Engagement professionnel et engagement syndical se sont conjugués tout au long de la carrière professionnelle de Jean-Paul Bouchet. Ses responsabilités successives de délégué du personnel, secrétaire de comité d’entreprise, puis de secrétaire général de la CFDT Cadres de juin 2009 à juin 2016 ont jalonné son parcours professionnel et militant. Il a été membre du Bureau national de la Confédération CFDT, auprès de François Chérèque puis de Laurent Berger. Fin janvier 2012, il devient vice-président puis président de l’AGIRC, l’organisme de gestion des retraites complémentaires des cadres. Il est l’auteur de 3 ouvrages : « Manager sans se renier », « Oser l’alerte » et « Jouer collectif » aux Editions de l’Atelier. Entretien.

Aujourd’hui, quel regard portez-vous sur ce management éthique et responsable que vous appelez de vos vœux depuis les prémices de votre engagement ?

Si l’on s’entend sur les principes fondamentaux d’un management éthique et responsable : respect des personnes avec qui l’on travaille,  respect des règles de déontologie ou du métier, respect des droits fondamentaux et des règles de droit de manière générale, respect de l’environnement, et éthique personnelle de la responsabilité managériale, force est de constater qu’il y a encore un écart conséquent entre le discours et les réalités. Les chartes éthiques se sont multipliées, les accords de responsabilité sociale des entreprises ont progressé en nombre, mais de la théorie ou de l’écrit à la pratique et à la mise en œuvre des engagements contractuels, il y a encore beaucoup à faire. Le maillon faible reste encore la discussion voire la négociation des règles collectives d’exercice d’un management éthique et responsable avec les premiers acteurs concernés, les managers, les cadres à tous les niveaux de l’entreprise. Il n’y a pas d’éthique sans dilemme de responsabilité, ce qui suppose l’existence d’un référentiel de règles négociées et des dispositifs d’appui aux personnes confrontées à des situations de dilemmes de responsabilité. L’existence en droit français et européen d’un droit d’alerte et d’une protection associée constitue un pas important, mais le seul cadre règlementaire et législatif ne saurait suffire à changer les comportements et les pratiques managériales au quotidien. La récente négociation nationale interprofessionnelle sur l’encadrement aurait pu permettre d’aborder ces questions, de discuter des dispositifs d’appui aux salariés et aux managers en particulier, des conditions d’exercice d’un management éthique et responsable. Mais il semble que les acteurs syndicaux et surtout patronaux n’y étaient pas disposés. C’est pourtant là qu’il faut encore progresser.

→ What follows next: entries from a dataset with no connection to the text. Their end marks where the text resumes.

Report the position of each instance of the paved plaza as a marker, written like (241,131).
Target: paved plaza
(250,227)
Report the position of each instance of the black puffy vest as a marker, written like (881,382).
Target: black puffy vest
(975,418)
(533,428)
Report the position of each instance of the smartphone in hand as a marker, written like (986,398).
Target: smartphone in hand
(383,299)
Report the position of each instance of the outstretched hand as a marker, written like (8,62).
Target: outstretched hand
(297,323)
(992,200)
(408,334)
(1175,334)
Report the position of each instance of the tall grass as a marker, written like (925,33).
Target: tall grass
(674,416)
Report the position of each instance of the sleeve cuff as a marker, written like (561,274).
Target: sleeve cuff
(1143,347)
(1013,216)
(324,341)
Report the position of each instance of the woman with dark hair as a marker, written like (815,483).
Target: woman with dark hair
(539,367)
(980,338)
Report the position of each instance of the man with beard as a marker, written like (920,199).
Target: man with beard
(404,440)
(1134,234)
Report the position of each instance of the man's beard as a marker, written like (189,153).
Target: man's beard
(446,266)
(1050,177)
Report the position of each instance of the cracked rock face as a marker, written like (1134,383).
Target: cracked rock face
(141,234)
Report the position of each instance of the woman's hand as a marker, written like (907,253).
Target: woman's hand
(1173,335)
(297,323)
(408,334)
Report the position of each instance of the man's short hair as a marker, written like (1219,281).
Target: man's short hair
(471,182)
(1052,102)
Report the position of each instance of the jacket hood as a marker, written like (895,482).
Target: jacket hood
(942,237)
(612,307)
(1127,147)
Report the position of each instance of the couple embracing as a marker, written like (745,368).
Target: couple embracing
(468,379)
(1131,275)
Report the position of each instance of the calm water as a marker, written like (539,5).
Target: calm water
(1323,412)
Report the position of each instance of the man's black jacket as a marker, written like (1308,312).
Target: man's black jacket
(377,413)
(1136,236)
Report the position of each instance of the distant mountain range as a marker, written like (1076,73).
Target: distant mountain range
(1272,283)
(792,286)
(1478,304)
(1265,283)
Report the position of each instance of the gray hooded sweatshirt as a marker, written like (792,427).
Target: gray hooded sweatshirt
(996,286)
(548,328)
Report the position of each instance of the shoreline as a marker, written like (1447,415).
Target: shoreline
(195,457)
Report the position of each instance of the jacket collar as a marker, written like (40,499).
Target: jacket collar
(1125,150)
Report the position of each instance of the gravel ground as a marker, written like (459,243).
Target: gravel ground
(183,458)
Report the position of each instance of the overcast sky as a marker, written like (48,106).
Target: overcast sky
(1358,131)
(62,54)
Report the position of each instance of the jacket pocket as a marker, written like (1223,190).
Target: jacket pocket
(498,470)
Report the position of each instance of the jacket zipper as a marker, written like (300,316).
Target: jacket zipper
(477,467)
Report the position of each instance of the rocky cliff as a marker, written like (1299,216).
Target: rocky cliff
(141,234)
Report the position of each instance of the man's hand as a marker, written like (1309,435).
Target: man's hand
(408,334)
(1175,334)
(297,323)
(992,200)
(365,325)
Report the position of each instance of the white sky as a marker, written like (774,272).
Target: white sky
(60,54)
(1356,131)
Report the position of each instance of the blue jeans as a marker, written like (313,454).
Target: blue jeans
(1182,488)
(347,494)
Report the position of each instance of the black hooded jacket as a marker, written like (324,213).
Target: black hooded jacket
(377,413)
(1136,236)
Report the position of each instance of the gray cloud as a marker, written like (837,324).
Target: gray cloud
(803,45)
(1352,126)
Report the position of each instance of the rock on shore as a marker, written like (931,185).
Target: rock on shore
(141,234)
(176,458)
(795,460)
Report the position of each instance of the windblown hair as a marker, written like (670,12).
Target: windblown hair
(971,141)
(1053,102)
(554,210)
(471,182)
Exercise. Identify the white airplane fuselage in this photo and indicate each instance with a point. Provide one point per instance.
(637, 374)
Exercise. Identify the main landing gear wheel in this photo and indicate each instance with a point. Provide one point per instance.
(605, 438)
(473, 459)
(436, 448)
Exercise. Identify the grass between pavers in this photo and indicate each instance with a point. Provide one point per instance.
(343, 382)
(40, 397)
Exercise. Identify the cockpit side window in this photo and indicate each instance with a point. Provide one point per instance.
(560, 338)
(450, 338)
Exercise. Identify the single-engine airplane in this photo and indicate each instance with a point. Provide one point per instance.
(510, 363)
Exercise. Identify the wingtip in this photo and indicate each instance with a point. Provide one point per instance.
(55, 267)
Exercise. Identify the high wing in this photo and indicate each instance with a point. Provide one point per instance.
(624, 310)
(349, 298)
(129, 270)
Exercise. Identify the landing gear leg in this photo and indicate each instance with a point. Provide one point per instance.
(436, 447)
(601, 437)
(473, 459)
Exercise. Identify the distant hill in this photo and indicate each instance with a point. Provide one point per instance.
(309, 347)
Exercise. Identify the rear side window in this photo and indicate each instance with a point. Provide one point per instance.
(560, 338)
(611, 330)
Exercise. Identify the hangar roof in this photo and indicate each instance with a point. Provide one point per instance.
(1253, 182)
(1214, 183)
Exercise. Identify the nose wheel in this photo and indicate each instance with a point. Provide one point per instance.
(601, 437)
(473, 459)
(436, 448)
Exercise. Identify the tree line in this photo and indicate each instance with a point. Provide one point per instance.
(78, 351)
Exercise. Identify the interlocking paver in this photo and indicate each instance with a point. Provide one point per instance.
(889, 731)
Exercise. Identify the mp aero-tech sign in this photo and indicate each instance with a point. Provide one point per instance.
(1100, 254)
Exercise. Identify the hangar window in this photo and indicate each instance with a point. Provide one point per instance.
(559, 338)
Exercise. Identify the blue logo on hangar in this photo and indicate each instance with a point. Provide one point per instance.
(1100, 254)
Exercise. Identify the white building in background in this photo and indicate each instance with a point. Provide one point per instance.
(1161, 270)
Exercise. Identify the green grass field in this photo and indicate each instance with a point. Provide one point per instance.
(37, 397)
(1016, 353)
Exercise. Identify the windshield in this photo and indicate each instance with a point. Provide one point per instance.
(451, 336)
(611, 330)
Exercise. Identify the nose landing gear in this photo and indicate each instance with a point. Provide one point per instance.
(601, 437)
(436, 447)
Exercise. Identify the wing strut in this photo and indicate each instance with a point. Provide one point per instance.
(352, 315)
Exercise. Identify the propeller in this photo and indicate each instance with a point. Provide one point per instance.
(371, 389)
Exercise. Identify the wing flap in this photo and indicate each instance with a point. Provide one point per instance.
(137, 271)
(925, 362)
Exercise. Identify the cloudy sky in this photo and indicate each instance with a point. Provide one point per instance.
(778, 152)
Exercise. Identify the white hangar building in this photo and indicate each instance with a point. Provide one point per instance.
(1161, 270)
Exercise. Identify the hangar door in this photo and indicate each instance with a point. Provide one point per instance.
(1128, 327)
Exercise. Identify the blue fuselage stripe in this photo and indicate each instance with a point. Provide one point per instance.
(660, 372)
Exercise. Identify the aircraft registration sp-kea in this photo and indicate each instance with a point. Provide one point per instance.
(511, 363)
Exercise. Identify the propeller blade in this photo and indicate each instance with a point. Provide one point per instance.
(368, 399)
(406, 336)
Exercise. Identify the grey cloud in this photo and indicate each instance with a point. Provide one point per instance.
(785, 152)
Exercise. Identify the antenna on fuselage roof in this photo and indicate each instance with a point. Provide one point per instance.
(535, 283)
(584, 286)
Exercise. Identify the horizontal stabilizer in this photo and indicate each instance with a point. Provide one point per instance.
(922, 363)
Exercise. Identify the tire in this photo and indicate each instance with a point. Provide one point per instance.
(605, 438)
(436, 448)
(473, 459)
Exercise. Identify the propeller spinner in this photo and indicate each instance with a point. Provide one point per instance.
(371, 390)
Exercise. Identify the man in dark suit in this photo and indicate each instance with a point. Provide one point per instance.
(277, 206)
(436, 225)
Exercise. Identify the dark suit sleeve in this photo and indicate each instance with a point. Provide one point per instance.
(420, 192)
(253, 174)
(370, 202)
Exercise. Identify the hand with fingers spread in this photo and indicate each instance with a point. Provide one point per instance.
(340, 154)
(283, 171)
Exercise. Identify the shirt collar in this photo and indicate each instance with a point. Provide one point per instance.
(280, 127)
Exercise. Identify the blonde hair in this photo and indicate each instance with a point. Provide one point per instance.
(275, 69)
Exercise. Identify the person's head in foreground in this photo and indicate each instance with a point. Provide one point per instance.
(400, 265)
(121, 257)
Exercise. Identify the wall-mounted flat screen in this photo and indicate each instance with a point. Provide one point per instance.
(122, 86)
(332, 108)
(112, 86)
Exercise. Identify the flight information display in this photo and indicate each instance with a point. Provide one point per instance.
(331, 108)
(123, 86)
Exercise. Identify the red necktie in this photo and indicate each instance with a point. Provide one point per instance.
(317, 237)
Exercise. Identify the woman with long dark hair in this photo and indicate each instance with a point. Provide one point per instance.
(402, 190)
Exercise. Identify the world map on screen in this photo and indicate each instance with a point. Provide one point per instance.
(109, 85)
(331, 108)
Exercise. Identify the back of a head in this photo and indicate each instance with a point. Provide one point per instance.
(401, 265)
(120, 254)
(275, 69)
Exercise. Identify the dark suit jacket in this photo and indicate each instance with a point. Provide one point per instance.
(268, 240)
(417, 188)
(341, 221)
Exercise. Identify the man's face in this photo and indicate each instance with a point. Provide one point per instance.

Vous évoquez dans votre livre une crise de l’utilité du syndicalisme pour les salariés et même plus loin, pour les citoyens. Pouvez-vous nous en dire plus ?

La crise des gilets jaunes a non seulement révélé une grande distance entre les citoyens et le pouvoir politique et les institutions d’une manière plus générale (y compris les organisations syndicales), mais aussi une grande méconnaissance des acquis du syndicalisme, du paritarisme, et des droits associés pour les salariés, les fonctionnaires et plus globalement les citoyens. Je cite dans mon livre cet exemple des gilets jaunes sur le rond-point à côté de chez moi, ignorant tout de l’origine de leurs revenus de pensions de retraites, mais aussi ces futurs diplômés d’école d’ingénieurs ignorant tout du contenu d’une fiche de paie, à quoi correspondent les lignes de cotisations sociales et les droits associés, actuels ou futurs. L’utilité sociale du syndicalisme est peu visible, invisible même pour tant de citoyens et parfois mêmes de travailleurs, sauf si en proximité de ces derniers, des élus, des représentants des salariés font savoir, connaître les résultats, les acquis des négociations. Les syndicalistes ne sont en général pas des bons vendeurs des résultats qu’ils obtiennent. Ils ne font pas assez savoir, connaître. Le travailleur a des droits, il ignore souvent qu’il a aussi des devoirs. Contributions et rétributions deviennent souvent invisibles, parfois illisibles de par la complexité des systèmes.  La distance s’installe et avec elle la méconnaissance et la méfiance de tout ce qui vient « d’en haut ». C’est dans la proximité dans l’entreprise, sur un territoire, qu’il faut réduire tous ces écarts, redonner à voir,  à lire l’utilité du syndicalisme dans toutes ses composantes : syndicalisme d’entreprise, syndicalisme du cadre de vie…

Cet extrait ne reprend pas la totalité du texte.